Insert vectors

Vectorize indexes allow you to insert vectors at any point: Vectorize will optimize the index behind the scenes to ensure that vector search remains efficient, even as new vectors are added or existing vectors updated.

Supported vector formats

Vectorize supports vectors in three formats:

An array of floating point numbers (converted into a JavaScript number[] array).
A Float32Array ↗
A Float64Array ↗

In most cases, a number[] array is the easiest when dealing with other APIs, and is the return type of most machine-learning APIs.

Metadata

Metadata is an optional set of key-value pairs that can be attached to a vector on insert or upsert, and allows you to embed or co-locate data about the vector itself.

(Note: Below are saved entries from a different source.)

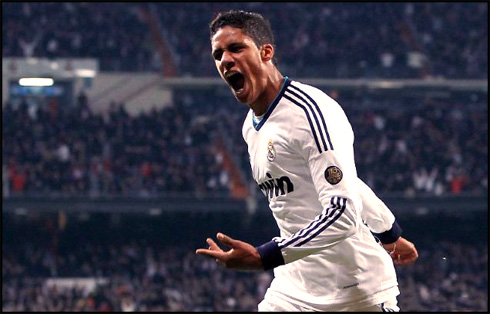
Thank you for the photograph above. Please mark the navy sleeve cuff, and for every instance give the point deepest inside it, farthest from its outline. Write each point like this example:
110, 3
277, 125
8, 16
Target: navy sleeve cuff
391, 235
271, 255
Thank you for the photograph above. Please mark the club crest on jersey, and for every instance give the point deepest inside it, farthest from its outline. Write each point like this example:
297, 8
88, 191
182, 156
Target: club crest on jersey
271, 151
333, 174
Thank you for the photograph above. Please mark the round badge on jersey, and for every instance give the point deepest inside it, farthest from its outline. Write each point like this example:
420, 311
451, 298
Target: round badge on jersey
333, 174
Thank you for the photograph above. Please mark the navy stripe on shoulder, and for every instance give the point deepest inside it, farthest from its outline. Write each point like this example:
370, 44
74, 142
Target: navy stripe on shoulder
315, 109
309, 120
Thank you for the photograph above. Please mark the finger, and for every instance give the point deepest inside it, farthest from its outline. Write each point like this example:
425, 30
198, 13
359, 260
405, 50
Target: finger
226, 240
219, 255
212, 245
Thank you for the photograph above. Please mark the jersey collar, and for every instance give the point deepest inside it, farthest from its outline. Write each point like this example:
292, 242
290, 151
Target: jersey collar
273, 105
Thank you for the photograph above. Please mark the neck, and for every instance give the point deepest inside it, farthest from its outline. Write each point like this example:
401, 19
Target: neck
273, 87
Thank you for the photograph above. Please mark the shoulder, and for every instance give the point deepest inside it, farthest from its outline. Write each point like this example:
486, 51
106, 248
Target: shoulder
247, 125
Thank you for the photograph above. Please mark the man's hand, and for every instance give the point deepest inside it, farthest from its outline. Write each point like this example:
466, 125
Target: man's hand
403, 252
242, 255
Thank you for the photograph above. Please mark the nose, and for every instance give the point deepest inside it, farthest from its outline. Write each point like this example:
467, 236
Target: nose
227, 60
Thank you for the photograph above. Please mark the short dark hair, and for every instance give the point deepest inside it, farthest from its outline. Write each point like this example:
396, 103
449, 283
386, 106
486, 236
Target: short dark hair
252, 24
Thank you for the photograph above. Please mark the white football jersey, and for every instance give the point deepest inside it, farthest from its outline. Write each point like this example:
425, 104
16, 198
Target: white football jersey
302, 157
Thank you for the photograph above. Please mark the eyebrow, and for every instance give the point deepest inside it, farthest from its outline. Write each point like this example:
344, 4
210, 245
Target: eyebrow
229, 47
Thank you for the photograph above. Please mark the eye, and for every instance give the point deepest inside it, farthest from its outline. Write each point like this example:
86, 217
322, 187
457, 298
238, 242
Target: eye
217, 55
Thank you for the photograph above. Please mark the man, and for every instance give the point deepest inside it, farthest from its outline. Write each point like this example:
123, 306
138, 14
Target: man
300, 144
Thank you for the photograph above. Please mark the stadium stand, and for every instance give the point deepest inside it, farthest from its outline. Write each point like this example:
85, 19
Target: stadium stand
407, 145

Metadata keys cannot be empty, contain the dot character (.), contain the double-quote character ("), or start with the dollar character ($).

Metadata can be used to:

Include the object storage key, database UUID or other identifier to look up the content the vector embedding represents.
Store JSON data (up to the metadata limits), which can allow you to skip additional lookups for smaller content.
Keep track of dates, timestamps, or other metadata that describes when the vector embedding was generated or how it was generated.

For example, a vector embedding representing an image could include the path to the R2 object it was generated from, the format, and a category lookup:

{ id: '1', values: [32.4, 74.1, 3.2, ...], metadata: { path: 'r2://bucket-name/path/to/image.png', format: 'png', category: 'profile_image' } }

Performance Tips When Filtering by Metadata

When creating metadata indexes for a large Vectorize index, we encourage users to think ahead and plan how they will query for vectors with filters on this metadata.

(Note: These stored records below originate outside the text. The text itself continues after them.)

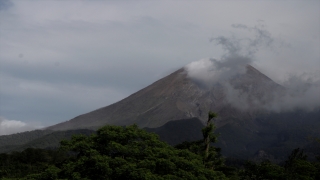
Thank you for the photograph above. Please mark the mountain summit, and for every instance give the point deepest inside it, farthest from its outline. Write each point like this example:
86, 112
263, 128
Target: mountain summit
178, 96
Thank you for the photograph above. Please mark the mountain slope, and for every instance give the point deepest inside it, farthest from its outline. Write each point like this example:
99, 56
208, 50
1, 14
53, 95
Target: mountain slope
174, 97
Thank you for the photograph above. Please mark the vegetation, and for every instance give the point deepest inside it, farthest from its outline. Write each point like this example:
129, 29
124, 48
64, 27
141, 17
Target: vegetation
115, 152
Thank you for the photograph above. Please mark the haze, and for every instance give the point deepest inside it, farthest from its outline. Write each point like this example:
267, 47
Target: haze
60, 59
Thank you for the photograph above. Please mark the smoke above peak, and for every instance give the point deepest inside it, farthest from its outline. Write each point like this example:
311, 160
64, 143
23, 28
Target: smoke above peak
238, 53
297, 92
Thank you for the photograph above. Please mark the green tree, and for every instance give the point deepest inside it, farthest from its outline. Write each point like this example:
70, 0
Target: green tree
130, 153
211, 156
298, 167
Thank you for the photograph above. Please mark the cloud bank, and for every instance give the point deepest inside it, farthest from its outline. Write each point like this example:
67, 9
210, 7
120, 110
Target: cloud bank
13, 126
295, 92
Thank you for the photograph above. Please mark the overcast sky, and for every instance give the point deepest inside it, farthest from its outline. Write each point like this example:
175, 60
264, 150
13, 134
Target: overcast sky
60, 59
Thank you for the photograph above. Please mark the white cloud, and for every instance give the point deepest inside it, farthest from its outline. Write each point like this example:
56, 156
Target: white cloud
13, 126
63, 55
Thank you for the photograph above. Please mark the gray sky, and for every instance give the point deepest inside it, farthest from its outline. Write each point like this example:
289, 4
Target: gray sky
60, 59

Carefully consider the cardinality of metadata values in relation to your queries. Cardinality is the level of uniqueness of data values within a set. Low cardinality means there are only a few unique values: for instance, the number of planets in the Solar System; the number of countries in the world. High cardinality means there are many unique values: UUIv4 strings; timestamps with millisecond precision.

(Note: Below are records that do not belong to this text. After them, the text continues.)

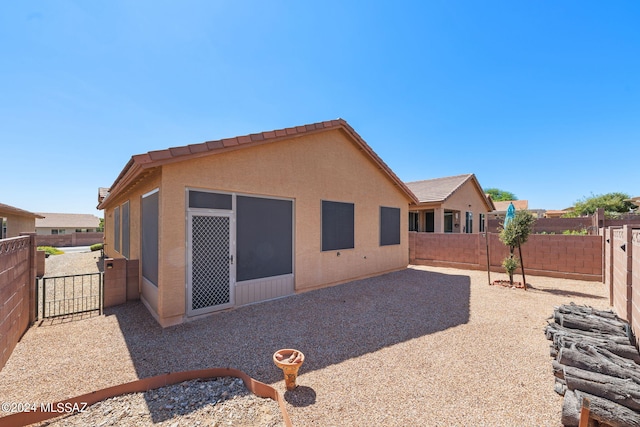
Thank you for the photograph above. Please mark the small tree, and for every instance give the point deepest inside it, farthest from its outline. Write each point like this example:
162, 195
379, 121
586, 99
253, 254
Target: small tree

High cardinality is good for the selectiveness of the equal ($eq) filter. For example, if you want to find vectors associated with one user's id. But the filter is not going to help if all vectors have the same value. That's an example of extreme low cardinality.

High cardinality can also impact range queries, which searches across multiple unqiue metadata values. For example, an indexed metadata value using millisecond timestamps will see lower performance if the range spans long periods of time in which thousands of vectors with unique timestamps were written.

Behind the scenes, Vectorize uses a reverse index to map values to vector ids. If the number of unique values in a particular range is too high, then that requires reading large portions of the index (a full index scan in the worst case). This would lead to memory issues, so Vectorize will degrade performance and the accuracy of the query in order to finish the request.

One approach for high cardinality data is to somehow create buckets where more vectors get grouped to the same value. Continuing the millisecond timestamp example, let's imagine we typically filter with date ranges that have 5 minute increments of granularity. We could use a timestamp which is rounded down to the last 5 minute point. This "windows" our metadata values into 5 minute increments. And we can still store the original millisecond timestamp as a separate non-indexed field.

Namespaces

Namespaces provide a way to segment the vectors within your index. For example, by customer, merchant or store ID.

To associate vectors with a namespace, you can optionally provide a namespace: string value when performing an insert or upsert operation. When querying, you can pass the namespace to search within as an optional parameter to your query.

A namespace can be up to 64 characters (bytes) in length and you can have up to 1,000 namespaces per index. Refer to the Limits documentation for more details.

When a namespace is specified in a query operation, only vectors within that namespace are used for the search. Namespace filtering is applied before vector search, increasing the precision of the matched results.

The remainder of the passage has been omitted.